Zniszczeniu ulegają tzw. naturalne miodowniki dla pszczół. Giną owady i ich formy przetrwalnikowe, ptaki, ich gniazda i lęgi, żaby, ślimaki, a także mieszkańcy podziemnych nor: krety, nornice oraz inne zwierzęta.
Zniszczenie fauny i flory powoduje zachwianie równowagi ekologicznej, tak istotnej w przyrodzie.
Naruszeniu ulega struktura gruzełkowata gleb, wskutek czego zmniejszeniu ulega zdolność retencji wodnej gleby, zmniejsza się porowatość gleb, nie dochodzi do napowietrzania gleby, co skutkuje niekorzystnym zachodzeniem wszelkich procesów biochemicznych w glebie.
Wypalanie traw pozbawia glebę możliwości wzbogacania w materię organiczną i oczyszczania z herbicydów i pestycydów.
W trakcie wypalania do atmosfery emitowane są szkodliwe dymy nasycone: dwutlenkiem siarki, dwutlenkiem węgla, węglowodorami aromatycznymi, w tym o działaniu rakotwórczym co wzmaga tzw. efekt cieplarniany, powoduje anomalia pogodowe, intensyfikuje występowanie chorób oczu, skóry itp.
Wypalanie traw często kończy się niekontrolowanym rozprzestrzenianiem ognia. Chociaż po zimie gleba jest wilgotna, to wyschnięte trawy w połączeniu ze zmiennymi wiatrami powodują, że ogień dociera nieraz, wbrew intencjom podpalaczy, do zabudowań gospodarskich i obszarów leśnych.
Corocznie w trakcie takich pożarów ginie od kilku do kilkunastu osób.
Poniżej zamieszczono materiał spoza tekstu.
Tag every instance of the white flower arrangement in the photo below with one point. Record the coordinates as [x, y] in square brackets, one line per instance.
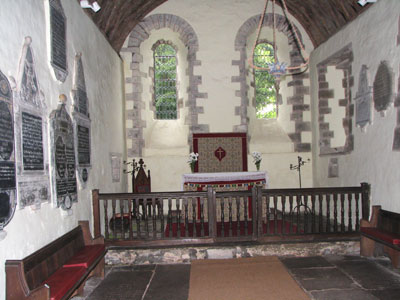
[193, 157]
[257, 159]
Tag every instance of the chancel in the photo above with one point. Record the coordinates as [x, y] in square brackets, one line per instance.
[271, 129]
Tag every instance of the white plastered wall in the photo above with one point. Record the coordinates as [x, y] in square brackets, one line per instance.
[216, 24]
[29, 230]
[373, 36]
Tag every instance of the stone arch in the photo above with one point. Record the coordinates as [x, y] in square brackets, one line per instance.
[140, 33]
[300, 90]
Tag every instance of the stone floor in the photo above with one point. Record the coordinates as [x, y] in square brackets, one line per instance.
[323, 278]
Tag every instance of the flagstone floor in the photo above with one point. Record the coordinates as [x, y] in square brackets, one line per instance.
[323, 278]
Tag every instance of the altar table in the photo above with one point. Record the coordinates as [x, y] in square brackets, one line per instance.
[230, 181]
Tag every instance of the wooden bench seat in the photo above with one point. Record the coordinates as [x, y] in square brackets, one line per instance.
[59, 270]
[381, 234]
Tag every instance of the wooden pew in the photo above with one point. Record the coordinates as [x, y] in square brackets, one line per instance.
[383, 229]
[59, 270]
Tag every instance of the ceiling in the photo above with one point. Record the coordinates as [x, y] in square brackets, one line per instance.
[320, 18]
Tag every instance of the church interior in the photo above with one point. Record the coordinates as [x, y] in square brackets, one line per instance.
[255, 129]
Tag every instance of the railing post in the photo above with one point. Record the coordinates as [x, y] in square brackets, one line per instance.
[365, 198]
[212, 222]
[96, 213]
[254, 199]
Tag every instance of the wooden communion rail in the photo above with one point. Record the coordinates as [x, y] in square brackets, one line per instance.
[263, 215]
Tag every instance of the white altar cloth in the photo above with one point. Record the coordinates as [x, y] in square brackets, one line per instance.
[232, 177]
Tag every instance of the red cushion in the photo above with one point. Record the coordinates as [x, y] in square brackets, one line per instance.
[386, 236]
[63, 280]
[86, 257]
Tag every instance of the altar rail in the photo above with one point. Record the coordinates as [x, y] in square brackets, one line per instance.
[182, 218]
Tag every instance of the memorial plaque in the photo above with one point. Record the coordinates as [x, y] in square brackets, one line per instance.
[363, 99]
[7, 157]
[6, 131]
[32, 142]
[5, 207]
[82, 101]
[383, 87]
[83, 145]
[64, 157]
[58, 40]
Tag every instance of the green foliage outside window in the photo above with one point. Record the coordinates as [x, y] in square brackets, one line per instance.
[165, 82]
[265, 91]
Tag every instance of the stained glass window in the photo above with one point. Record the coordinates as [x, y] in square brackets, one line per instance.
[165, 82]
[264, 83]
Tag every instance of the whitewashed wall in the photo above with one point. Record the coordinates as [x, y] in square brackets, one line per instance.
[216, 24]
[29, 230]
[373, 36]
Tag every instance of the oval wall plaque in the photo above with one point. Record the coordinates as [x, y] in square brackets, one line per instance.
[383, 87]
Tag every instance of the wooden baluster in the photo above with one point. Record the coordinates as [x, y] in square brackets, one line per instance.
[170, 217]
[161, 212]
[267, 213]
[328, 212]
[106, 232]
[313, 223]
[121, 210]
[321, 226]
[222, 217]
[130, 219]
[283, 204]
[230, 215]
[113, 205]
[306, 230]
[342, 225]
[335, 213]
[350, 220]
[187, 215]
[238, 215]
[202, 217]
[153, 204]
[298, 204]
[146, 218]
[178, 211]
[246, 219]
[194, 216]
[365, 193]
[255, 196]
[96, 213]
[275, 214]
[291, 214]
[212, 219]
[137, 201]
[357, 199]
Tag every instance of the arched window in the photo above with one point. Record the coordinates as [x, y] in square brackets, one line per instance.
[165, 81]
[264, 83]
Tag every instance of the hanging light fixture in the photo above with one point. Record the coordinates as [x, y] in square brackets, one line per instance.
[278, 69]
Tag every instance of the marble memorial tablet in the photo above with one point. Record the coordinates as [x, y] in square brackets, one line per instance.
[32, 146]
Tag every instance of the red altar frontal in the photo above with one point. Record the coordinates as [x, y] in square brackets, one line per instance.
[230, 181]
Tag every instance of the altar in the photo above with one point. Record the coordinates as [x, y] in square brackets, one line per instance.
[225, 181]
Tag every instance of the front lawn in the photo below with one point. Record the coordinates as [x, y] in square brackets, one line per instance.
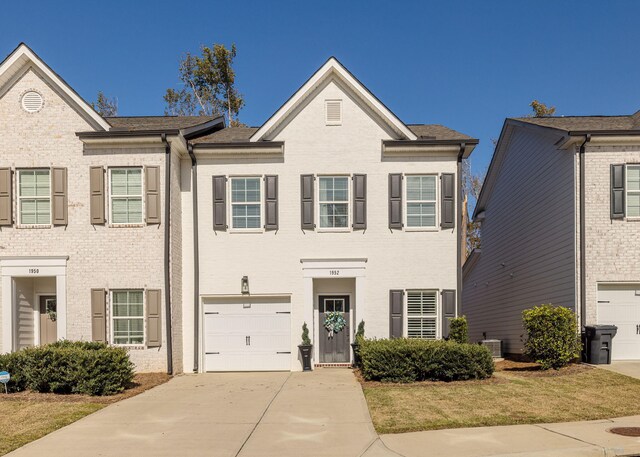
[518, 393]
[27, 416]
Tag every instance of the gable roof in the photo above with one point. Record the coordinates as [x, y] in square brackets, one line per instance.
[333, 68]
[141, 123]
[244, 134]
[586, 123]
[23, 57]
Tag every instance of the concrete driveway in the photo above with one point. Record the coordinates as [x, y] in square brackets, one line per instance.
[322, 413]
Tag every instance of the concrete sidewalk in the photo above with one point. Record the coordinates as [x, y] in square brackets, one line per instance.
[572, 439]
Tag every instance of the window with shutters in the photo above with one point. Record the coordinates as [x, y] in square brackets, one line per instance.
[125, 195]
[421, 196]
[246, 203]
[422, 314]
[34, 197]
[127, 317]
[333, 202]
[633, 191]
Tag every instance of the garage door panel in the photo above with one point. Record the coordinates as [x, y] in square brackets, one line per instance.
[238, 337]
[619, 305]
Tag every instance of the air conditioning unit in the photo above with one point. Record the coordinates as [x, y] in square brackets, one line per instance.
[495, 346]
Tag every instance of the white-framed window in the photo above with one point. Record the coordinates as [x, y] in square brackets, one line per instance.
[422, 314]
[34, 196]
[333, 112]
[246, 203]
[127, 317]
[333, 202]
[125, 195]
[421, 202]
[633, 191]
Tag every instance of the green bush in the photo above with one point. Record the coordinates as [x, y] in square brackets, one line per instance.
[459, 330]
[410, 360]
[552, 336]
[69, 367]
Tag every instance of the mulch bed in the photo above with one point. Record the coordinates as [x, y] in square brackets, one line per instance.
[141, 382]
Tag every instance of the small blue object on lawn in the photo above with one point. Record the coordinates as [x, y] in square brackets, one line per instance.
[4, 379]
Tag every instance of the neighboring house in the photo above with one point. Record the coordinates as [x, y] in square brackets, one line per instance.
[83, 227]
[559, 210]
[206, 248]
[333, 204]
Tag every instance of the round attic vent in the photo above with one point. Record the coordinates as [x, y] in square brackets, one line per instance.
[32, 101]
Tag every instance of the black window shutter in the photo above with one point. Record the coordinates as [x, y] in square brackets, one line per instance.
[306, 199]
[396, 307]
[219, 203]
[448, 194]
[359, 202]
[395, 200]
[617, 192]
[448, 310]
[271, 202]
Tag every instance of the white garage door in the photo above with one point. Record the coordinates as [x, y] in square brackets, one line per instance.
[247, 337]
[620, 305]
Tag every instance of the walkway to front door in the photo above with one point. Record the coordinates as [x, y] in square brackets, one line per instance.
[334, 347]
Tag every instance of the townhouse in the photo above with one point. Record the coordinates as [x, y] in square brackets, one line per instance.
[205, 248]
[559, 212]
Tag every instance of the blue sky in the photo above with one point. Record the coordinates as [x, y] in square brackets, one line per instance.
[464, 64]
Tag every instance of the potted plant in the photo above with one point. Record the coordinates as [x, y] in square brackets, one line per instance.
[355, 346]
[305, 348]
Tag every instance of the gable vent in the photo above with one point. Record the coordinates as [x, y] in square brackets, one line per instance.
[32, 101]
[333, 112]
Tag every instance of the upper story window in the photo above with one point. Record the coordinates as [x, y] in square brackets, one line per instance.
[127, 321]
[333, 112]
[633, 191]
[421, 201]
[34, 197]
[245, 203]
[333, 201]
[125, 195]
[422, 314]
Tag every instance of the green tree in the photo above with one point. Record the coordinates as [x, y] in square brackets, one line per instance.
[208, 85]
[541, 110]
[105, 106]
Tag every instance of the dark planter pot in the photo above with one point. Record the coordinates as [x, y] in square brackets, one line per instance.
[305, 352]
[355, 347]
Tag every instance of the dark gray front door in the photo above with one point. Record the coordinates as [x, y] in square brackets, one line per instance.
[334, 349]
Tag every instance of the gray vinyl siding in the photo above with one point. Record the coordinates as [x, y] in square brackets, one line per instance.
[529, 227]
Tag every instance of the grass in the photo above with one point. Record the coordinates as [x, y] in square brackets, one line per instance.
[27, 416]
[517, 394]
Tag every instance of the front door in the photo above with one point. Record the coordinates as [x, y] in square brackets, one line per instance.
[48, 317]
[334, 346]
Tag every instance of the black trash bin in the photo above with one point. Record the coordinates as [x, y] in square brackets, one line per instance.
[598, 343]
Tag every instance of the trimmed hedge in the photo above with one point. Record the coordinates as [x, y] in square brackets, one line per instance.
[552, 336]
[410, 360]
[69, 367]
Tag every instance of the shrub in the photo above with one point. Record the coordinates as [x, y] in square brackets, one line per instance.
[552, 336]
[69, 367]
[410, 360]
[459, 330]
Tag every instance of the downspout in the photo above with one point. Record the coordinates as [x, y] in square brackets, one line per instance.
[583, 254]
[196, 261]
[167, 251]
[459, 228]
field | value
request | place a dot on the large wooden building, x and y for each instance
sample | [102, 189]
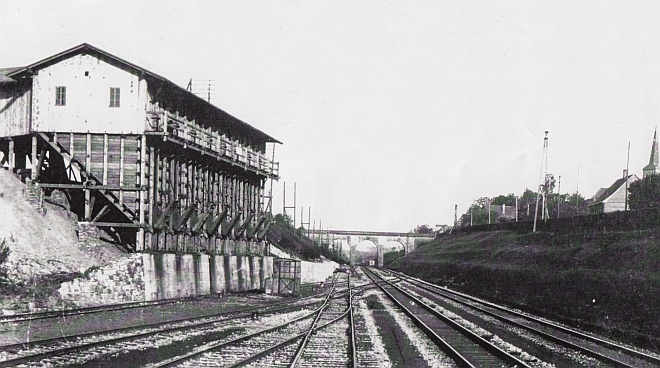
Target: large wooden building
[147, 162]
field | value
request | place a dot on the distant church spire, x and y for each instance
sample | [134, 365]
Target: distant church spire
[654, 161]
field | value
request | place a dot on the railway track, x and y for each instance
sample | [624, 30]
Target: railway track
[22, 317]
[321, 338]
[465, 347]
[598, 350]
[85, 348]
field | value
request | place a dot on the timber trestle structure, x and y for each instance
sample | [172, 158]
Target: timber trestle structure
[138, 157]
[149, 191]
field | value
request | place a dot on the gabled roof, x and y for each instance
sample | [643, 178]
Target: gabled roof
[654, 161]
[4, 72]
[178, 96]
[604, 195]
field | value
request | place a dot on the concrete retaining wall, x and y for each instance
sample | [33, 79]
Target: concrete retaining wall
[148, 276]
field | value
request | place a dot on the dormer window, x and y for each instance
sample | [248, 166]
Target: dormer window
[114, 97]
[60, 96]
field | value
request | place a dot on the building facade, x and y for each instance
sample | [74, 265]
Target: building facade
[147, 162]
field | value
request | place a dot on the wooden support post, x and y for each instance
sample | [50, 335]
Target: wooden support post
[33, 159]
[88, 153]
[88, 205]
[140, 243]
[12, 156]
[105, 159]
[40, 164]
[102, 212]
[71, 137]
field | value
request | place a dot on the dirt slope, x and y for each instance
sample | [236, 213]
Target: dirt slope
[43, 246]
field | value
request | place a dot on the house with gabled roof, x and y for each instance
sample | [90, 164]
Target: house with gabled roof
[613, 198]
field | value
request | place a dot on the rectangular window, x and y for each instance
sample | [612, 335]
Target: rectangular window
[114, 97]
[60, 96]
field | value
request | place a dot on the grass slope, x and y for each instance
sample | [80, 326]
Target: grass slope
[44, 249]
[606, 282]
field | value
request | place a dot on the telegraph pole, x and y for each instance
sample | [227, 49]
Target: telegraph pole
[626, 178]
[543, 163]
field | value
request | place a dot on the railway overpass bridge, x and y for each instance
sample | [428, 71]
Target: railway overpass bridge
[379, 239]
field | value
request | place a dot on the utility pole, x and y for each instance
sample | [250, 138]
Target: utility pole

Gęsty dym ścielący się na drogach ogranicz widoczność, stając się przyczyną kolizji i wypadków samochodowych. Wszystko to prowadzi do wielu strat materialnych a także osobistych tragedii.
Pamiętajmy! Wypalanie traw nie użyźnia gleby, a przywrócenie właściwego stanu powierzchni ziemi jest skomplikowane i wymaga często pracy wielu pokoleń leśników i rolników.